Griffin Michael, Gruver Aaron M, Shah Chintan, Wani Qasim, Fahy Darren, Khosla Archit, Kirkup Christian, Borders Daniel, Brosnan-Cashman Jacqueline A, Fulford Angie D, Credille Kelly M, Jayson Christina, Najdawi Fedaa, Gottlieb Klaus
PathAI, Inc., 1325 Boylston Street, Suite 10000, Boston, MA, 02215, USA.
Eli Lilly and Company, Indianapolis, IN, USA.
Sci Rep. 2024 Dec 2;14(1):29883. doi: 10.1038/s41598-024-79570-1.
Histological assessment is essential for the diagnosis and management of celiac disease. Current scoring systems, including modified Marsh (Marsh-Oberhuber) score, lack inter-pathologist agreement. To address this unmet need, we aimed to develop a fully automated, quantitative approach for histology characterisation of celiac disease. Convolutional neural network models were trained using pathologist annotations of hematoxylin and eosin-stained biopsies of celiac disease mucosa and normal duodenum to identify cells, tissue and artifact regions. Biopsies of duodenal mucosa of varying celiac disease severity, and normal duodenum were collected from a large central laboratory. Celiac disease slides (N = 318) were split into training (n = 230; 72.3%), validation (n = 60; 18.9%) and test (n = 28; 8.8%) datasets. Normal duodenum slides (N = 58) were similarly divided into training (n = 40; 69.0%), validation (n = 12; 20.7%) and test (n = 6; 10.3%) datasets. Human interpretable features were extracted and the strength of their correlation with Marsh scores were calculated using Spearman rank correlations. Our model identified cells, tissue regions and artifacts, including distinguishing intraepithelial lymphocytes and differentiating villous epithelium from crypt epithelium. Proportional area measurements representing villous atrophy negatively correlated with Marsh scores (r = - 0.79), while measurements indicative of crypt hyperplasia positively correlated (r = 0.71). Furthermore, features distinguishing celiac disease from normal duodenum were identified. Our novel model provides an explainable and fully automated approach for histology characterisation of celiac disease that correlates with modified Marsh scores, potentially facilitating diagnosis, prognosis, clinical trials and treatment response monitoring.

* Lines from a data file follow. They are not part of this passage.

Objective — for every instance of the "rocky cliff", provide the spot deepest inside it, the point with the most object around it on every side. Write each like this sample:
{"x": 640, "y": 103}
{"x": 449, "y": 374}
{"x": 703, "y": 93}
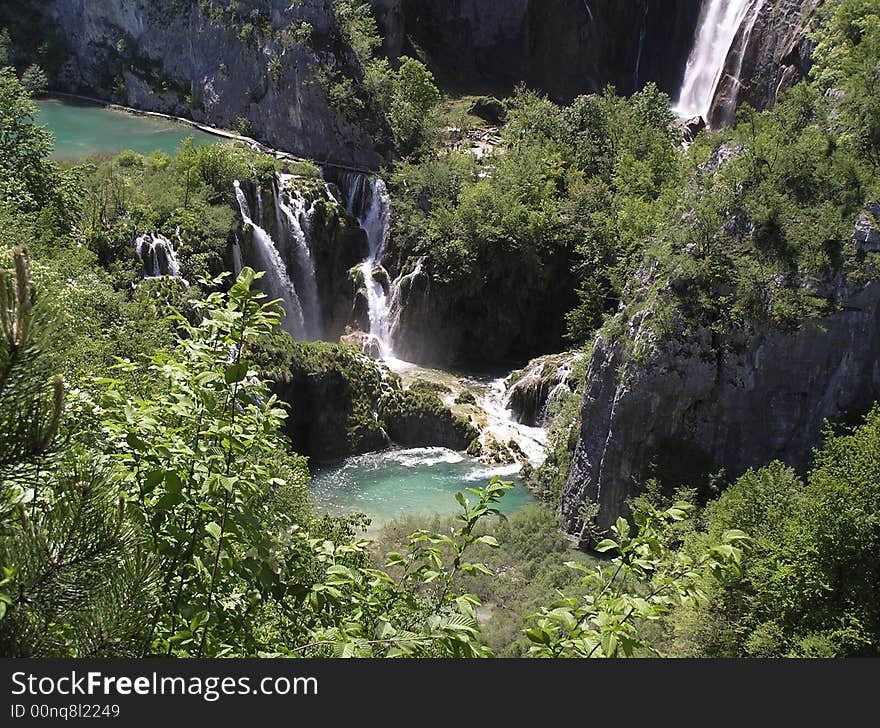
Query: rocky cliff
{"x": 248, "y": 65}
{"x": 563, "y": 47}
{"x": 771, "y": 53}
{"x": 689, "y": 405}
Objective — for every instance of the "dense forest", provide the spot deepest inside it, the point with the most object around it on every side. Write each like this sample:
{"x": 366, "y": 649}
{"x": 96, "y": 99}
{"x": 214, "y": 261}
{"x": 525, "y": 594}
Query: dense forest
{"x": 162, "y": 418}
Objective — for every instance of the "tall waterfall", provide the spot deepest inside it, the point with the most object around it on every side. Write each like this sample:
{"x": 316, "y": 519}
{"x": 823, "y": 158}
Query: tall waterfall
{"x": 719, "y": 24}
{"x": 296, "y": 223}
{"x": 368, "y": 201}
{"x": 277, "y": 282}
{"x": 157, "y": 256}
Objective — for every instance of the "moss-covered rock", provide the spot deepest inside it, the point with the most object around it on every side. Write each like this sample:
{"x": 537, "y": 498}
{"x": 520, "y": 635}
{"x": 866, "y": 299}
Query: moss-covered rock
{"x": 333, "y": 391}
{"x": 418, "y": 418}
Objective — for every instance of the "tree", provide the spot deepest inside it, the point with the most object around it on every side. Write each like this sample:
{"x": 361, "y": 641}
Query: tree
{"x": 413, "y": 96}
{"x": 74, "y": 579}
{"x": 811, "y": 582}
{"x": 5, "y": 48}
{"x": 25, "y": 172}
{"x": 34, "y": 80}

组织学评估对于乳糜泻的诊断和管理至关重要。当前的评分系统,包括改良的马什(马什 - 奥伯胡伯)评分,缺乏病理学家之间的一致性。为了满足这一未被满足的需求,我们旨在开发一种用于乳糜泻组织学特征描述的全自动定量方法。使用病理学家对乳糜泻黏膜和正常十二指肠苏木精和伊红染色活检的注释来训练卷积神经网络模型,以识别细胞、组织和伪像区域。从一个大型中央实验室收集了不同乳糜泻严重程度的十二指肠黏膜活检以及正常十二指肠活检。乳糜泻切片(N = 318)被分为训练集(n = 230;72.3%)、验证集(n = 60;18.9%)和测试集(n = 28;8.8%)。正常十二指肠切片(N = 58)也同样分为训练集(n = 40;69.0%)、验证集(n = 12;20.7%)和测试集(n = 6;10.3%)。提取了人类可解释的特征,并使用斯皮尔曼等级相关性计算它们与马什评分的相关强度。我们的模型识别出了细胞、组织区域和伪像,包括区分上皮内淋巴细胞以及区分绒毛上皮和隐窝上皮。代表绒毛萎缩的比例面积测量值与马什评分呈负相关(r = -0.79),而指示隐窝增生的测量值呈正相关(r = 0.71)。此外,还识别出了区分乳糜泻和正常十二指肠的特征。我们的新模型为乳糜泻的组织学特征描述提供了一种可解释的全自动方法,该方法与改良的马什评分相关,可能有助于诊断、预后、临床试验和治疗反应监测。